= Right of Irish expatriates to vote =

Ineligibility of nearly all Irish expatriates to vote in nearly all Irish elections

At most elections in the Republic of Ireland the electoral register is based on residential address, and the only non-resident voters are those serving abroad on government business; this includes Irish diplomats and their spouses, and Defence Forces and Garda Síochána personnel but not their spouses. An exception is in elections to the Seanad (upper house) for which graduates voting in the university constituencies (National University of Ireland and Dublin University) may be nonresident. A government bill introduced in 2019 proposed allowing non-resident citizens to vote in presidential elections.

Expatriates intending to return to Ireland within eighteen months may retain their Irish address for electoral purposes, but must be present to vote in person. Maintenance of the electoral register is inefficient and emigrants often remain listed years after leaving; some return specifically to vote, which is technically illegal but difficult to enforce. There is no requirement of residency for public representatives. Martin McGuinness, as a Derry resident, could not vote in the 2011 presidential election, in which he came third out of five candidates. Chicago resident Billy Lawless was a Taoiseach's nominee to the 25th Seanad.

==Debate on extending the franchise==
Since the 1990s there have been proposals to allow emigrants to vote in elections to the Dáil (lower house) or Seanad, generally via a dedicated (single transferable vote multi-seat) constituency. Groups established by economic emigrants leaving the 1980s recession have advocated for change. A related issue is a proposed right of people in Northern Ireland to vote in the Republic. Arguments in favour of expatriates voting include the economic and cultural importance of the Irish diaspora and the potential benefits of increasing its engagement with the state, and a moral debt owed to reluctant emigrants. Arguments against include the possibility of the emigrant vote swamping residents, and that emigrants' views may conflict with residents'. Of 70 million nonresidents claiming Irish ancestry, 3 million have Irish citizenship including 1 million who have lived in Ireland. Most proposals would enfranchise only the subset of this 1 million who left Ireland a limited time before. The number is still large relative to a resident population (including children) of 4.8 million; however, Iseult Honohan suggests that swamping could be prevented by making emigrants vote in a dedicated emigrants' constituency rather than in the constituency of their last Irish residence, so that expatriates would have lower apportionment than residents. The Irish government is responsible to the Dáil, so proposals to allow expatriates to vote for the Seanad or the figurehead office of President would provide symbolic inclusion without jeopardising government stability.

==Oireachtas elections==
The Oireachtas (parliament) committee on the constitution considered the matter in 2002; it recommended no extension of the franchise, but that among the senators nominated by the Taoiseach (prime minister) should be "a person or persons with an awareness of emigrant issues". In 2014, the Oireachtas joint committee on European Union (EU) affairs considered a European Commission communication on "the consequences of disenfranchisement of Union citizens exercising their right to free movement", and recommended that Irish citizens abroad should have the right to vote in Dáil elections. In 2015, a report on reform of the Seanad commissioned by the Taoiseach Enda Kenny recommended that senators on vocational panels should be directly rather than indirectly elected, from an electorate extended "to Irish citizens in Northern Ireland and to holders of Irish passports living overseas".

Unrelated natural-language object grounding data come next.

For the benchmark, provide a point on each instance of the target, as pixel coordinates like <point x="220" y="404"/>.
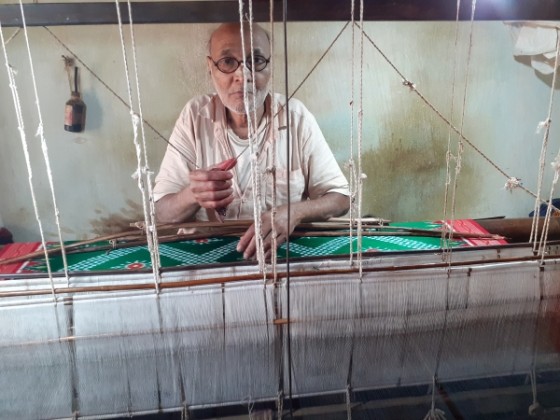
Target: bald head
<point x="232" y="31"/>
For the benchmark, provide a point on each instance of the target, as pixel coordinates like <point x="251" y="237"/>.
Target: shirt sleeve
<point x="179" y="157"/>
<point x="323" y="172"/>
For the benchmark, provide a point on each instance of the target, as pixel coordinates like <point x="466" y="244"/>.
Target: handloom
<point x="167" y="334"/>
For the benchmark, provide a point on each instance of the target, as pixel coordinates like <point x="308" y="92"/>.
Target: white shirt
<point x="201" y="136"/>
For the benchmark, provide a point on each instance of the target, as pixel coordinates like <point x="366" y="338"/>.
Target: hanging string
<point x="351" y="165"/>
<point x="252" y="129"/>
<point x="361" y="175"/>
<point x="288" y="278"/>
<point x="412" y="87"/>
<point x="12" y="36"/>
<point x="23" y="138"/>
<point x="116" y="95"/>
<point x="142" y="170"/>
<point x="547" y="123"/>
<point x="274" y="145"/>
<point x="146" y="174"/>
<point x="41" y="135"/>
<point x="445" y="231"/>
<point x="460" y="144"/>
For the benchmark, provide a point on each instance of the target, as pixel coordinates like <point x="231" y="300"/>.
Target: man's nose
<point x="243" y="72"/>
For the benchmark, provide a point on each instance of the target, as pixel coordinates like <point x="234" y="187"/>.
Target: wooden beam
<point x="56" y="14"/>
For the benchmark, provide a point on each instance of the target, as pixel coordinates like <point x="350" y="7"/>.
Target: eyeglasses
<point x="230" y="64"/>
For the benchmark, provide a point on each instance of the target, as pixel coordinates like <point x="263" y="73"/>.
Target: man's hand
<point x="211" y="187"/>
<point x="323" y="208"/>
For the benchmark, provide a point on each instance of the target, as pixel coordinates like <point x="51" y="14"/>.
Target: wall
<point x="403" y="146"/>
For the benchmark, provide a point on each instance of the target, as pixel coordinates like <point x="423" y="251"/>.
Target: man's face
<point x="226" y="42"/>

==Presidential elections==

The Constitutional Convention in 2013 recommended allowing expatriate citizens to vote in presidential elections; In 2017 the government agreed to this, published a position paper listing seven options for eligibility criteria and associated implementation measures, and promised a constitutional referendum on whichever option it would select, to be held alongside the 2019 local election. In February 2019, the government decided that, due to the urgency of dealing with Brexit, the referendum would be postponed; it also agreed that the proposal would be "an extension of the franchise to all citizens resident outside the State, including citizens resident in Northern Ireland". The resulting bill was introduced in the Dáil in September 2019.

==EU elections==
The 2021 report of the Seanad committee on Brexit noted a democratic deficit created by the Northern Ireland Protocol, which leaves Northern Ireland subject to some EU rules despite no longer participating in EU decision-making. Among the mitigations suggested in the report was allowing Irish citizens resident in Northern Ireland to vote in elections to the European Parliament.